ONE PIECE −LOG COLLECTION : ELEANOR−   作:春風駘蕩

104 / 324
第103話〝守ってみせる〟

 そこはまさに、地獄だった。

 同じ国を想い、己の正義を張り続けていた民たちが、今や憎悪の炎を標に激突する。

 それはもう、ただの殺し合いだった。

 その光景を目の当たりにしたアームストロングは、何かを思い出しているのか、ただ歯を食いしばったまま立ち尽くすばかりであった。

 

「やめて…」

「よく戦ったわよ、お嬢ちゃん…だけどもう…声なんて届かない」

「逃げなさい!!! ビビ!!!! その男から逃げるんだ!!!!」

 

 愕然と膝をつくビビにミス・オールサンデーは笑い、コブラはせめて娘の命だけでも救おうと声を張り上げる。

 だがビビは、決して首を縦に振ろうとはしなかった。

 

「いやよ‼ まだ…!!! 15分後の〝砲撃〟を止めれば、犠牲者を減らせる!!!」

「あーすれば反乱は止まる…こーすれば反乱は止まる…目ェ覚ませお姫様…見苦しくてかなわねェぜ、お前の理想論は」

 

 呆れ果てたクロコダイルが、走り出そうとしたビビの首を掴み、持ち上げる。

 しぶとく抗い続けるビビを、心底鬱陶しそうに見下ろしながら、クロコダイルは眉間にしわを寄せた。

 

「〝理想〟ってのは、実力の伴う者のみ口にできる〝現実〟だ…‼」

「………‼ 見苦しくったって構わない………!!! 理想だって捨てない!!! お前なんかにわかるもんか…………!!! 私はこの国の王女よ!!! お前なんかに屈しない!!!」

「可愛気のねェ女だ……」

「わたしはこの国を―――」

 

 人の思いの全てを踏みにじる悪魔に対して、ビビは自分の想いを叫ぶ。彼女の心をこれまでずっと支えてきた、揺るぎない信念を。

 クロコダイルはそれすらも、醜く嘲笑った。

 

「…広場への砲撃まで――あと15分…まだまだ反乱の〝援軍〟はここに集まってくる。てめェらの運命も知らず…爆破領域に次々とな…」

 

 地獄はまだ終わらない。15分後の最後の瞬間まで、クロコダイルは炎が燃え広がるのを心待ちにしていた。

 

「唯一の懸念はあの女だが………」

「もう片付けたわよ」

 

 ふと思い出したクロコダイルが呟くと、どこからともなく現れたミス・リープデイがそれに答えた。
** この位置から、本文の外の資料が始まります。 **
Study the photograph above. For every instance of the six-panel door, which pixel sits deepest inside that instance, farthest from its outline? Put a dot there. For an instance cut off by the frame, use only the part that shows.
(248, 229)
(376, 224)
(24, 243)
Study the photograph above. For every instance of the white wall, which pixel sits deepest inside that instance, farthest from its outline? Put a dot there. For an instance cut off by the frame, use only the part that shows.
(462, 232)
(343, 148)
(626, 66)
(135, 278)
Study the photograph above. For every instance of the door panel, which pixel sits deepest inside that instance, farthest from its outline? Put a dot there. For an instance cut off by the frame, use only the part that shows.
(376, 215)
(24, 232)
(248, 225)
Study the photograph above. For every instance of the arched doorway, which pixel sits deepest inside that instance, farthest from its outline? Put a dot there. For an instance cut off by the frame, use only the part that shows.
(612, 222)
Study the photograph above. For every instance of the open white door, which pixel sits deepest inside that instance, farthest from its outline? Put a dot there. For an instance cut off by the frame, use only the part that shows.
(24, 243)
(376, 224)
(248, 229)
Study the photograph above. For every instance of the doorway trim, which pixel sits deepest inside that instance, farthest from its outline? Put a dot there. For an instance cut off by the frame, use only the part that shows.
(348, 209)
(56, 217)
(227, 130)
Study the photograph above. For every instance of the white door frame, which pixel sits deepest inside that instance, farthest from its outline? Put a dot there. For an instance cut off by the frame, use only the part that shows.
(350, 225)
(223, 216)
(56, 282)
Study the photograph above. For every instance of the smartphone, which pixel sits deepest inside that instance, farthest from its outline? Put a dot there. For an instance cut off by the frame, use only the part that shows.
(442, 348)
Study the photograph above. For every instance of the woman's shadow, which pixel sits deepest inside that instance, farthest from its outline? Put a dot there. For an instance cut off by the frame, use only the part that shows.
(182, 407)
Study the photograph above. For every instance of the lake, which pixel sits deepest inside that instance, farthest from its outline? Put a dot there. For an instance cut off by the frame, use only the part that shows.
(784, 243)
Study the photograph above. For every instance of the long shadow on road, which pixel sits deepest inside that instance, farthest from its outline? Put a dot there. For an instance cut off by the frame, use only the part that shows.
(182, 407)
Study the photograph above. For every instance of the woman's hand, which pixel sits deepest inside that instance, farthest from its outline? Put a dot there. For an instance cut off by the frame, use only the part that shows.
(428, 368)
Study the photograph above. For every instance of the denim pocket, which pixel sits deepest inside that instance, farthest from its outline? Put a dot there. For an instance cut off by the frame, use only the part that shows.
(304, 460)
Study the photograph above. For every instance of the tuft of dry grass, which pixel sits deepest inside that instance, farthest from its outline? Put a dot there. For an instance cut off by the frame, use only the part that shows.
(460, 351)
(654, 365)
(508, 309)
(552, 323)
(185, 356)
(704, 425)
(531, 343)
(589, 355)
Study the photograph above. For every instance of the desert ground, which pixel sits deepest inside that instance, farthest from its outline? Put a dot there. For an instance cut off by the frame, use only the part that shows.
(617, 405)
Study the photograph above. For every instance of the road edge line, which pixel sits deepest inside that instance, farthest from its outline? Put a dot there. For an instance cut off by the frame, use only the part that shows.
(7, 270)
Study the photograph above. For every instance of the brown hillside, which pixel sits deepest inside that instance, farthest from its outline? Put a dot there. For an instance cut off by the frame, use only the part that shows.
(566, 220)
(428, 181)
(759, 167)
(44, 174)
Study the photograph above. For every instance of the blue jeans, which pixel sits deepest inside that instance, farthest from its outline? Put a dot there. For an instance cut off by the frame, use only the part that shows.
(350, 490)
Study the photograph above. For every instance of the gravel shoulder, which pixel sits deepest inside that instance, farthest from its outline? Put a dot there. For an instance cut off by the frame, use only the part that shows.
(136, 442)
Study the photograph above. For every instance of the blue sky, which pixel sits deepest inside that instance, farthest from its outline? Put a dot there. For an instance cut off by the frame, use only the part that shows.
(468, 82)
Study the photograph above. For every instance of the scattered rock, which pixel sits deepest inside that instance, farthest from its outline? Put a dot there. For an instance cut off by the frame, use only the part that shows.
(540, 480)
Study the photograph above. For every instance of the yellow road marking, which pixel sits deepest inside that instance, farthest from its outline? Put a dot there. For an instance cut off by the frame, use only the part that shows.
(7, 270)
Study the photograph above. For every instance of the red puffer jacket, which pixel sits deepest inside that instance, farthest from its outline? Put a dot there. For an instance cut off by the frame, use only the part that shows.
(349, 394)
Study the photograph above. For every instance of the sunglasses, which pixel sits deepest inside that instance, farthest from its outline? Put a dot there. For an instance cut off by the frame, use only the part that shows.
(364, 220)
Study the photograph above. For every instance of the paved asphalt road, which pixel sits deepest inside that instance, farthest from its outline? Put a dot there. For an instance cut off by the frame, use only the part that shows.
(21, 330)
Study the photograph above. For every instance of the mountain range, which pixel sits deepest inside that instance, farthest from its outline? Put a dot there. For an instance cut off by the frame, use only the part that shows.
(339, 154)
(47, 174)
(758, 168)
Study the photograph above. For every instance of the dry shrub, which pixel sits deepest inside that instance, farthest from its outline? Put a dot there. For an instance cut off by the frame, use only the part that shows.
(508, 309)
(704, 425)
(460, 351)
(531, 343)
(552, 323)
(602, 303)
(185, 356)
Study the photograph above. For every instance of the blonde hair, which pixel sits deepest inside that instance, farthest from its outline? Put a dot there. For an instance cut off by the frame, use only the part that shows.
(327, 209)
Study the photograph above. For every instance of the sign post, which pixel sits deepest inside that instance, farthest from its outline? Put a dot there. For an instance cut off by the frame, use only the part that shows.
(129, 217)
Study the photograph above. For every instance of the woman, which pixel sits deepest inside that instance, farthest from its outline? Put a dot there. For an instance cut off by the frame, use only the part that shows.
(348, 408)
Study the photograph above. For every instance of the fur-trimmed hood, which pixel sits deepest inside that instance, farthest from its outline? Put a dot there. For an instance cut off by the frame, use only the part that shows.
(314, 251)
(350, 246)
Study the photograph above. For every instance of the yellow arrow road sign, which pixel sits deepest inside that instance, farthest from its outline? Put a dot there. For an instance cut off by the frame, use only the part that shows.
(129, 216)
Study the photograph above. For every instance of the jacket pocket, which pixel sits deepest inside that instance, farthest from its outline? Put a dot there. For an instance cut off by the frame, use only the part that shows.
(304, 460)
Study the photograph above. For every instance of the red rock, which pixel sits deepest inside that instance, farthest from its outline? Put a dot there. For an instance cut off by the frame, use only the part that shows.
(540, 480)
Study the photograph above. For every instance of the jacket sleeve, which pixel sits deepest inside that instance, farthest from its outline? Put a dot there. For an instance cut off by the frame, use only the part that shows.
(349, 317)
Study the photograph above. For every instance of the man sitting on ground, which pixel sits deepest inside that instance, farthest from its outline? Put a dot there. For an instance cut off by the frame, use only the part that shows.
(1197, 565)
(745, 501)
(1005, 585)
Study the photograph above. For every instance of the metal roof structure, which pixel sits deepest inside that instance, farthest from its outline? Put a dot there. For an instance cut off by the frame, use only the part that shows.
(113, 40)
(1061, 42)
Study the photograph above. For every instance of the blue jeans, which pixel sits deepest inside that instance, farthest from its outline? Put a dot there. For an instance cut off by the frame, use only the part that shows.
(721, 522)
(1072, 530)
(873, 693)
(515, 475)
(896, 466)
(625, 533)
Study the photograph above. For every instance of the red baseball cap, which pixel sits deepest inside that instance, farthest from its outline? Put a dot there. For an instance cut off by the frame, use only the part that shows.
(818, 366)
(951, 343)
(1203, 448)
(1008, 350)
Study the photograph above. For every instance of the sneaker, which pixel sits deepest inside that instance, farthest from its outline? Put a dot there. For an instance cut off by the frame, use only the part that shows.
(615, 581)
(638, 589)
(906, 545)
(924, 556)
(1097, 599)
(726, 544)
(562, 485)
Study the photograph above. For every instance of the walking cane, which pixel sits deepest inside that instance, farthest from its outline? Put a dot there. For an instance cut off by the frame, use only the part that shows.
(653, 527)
 外の光景に絶句していたリザは、音もなく現れた美女の言葉に大きく目を見開いた。

 

「思ったより時間がかかっちゃったわ……余計な二人まで相手にしちゃったし。〝焔〟の大佐も一緒にやっちゃったけど……些細な問題よね」

「……え?」

 

 ミス・リープデイが口にした言葉に、咄嗟に銃口を向けていたリザは凍りつく。

 耳に届いたその情報を脳が理解を拒み、呆けたようにその場に立ち尽くしてしまった。

 

「さて…どっちから逝く? 鎧くん?〝鋼〟の子? やっぱりここは中尉さんかしら? あなた忠義が厚そうだものね………すぐに上司の後を追わせてあげるわよ」

 

 ニヤリと蠱惑的に嗤うミス・リープデイの顔を見て、ようやくリザの思考は回り直す。

 エドワードとアルフォンス、ビビまでもが言葉をなくして固まる中、ワナワナと震えたリザは銃の引き金に力を込めた。

 

「きっ………さまあああああああああああああああ!!!」

 

 悲鳴のような咆哮をあげ、リザはミス・リープデイに向けて発砲し続ける。弾が続く限り、美女の肉体に銃弾で穴を開け続ける。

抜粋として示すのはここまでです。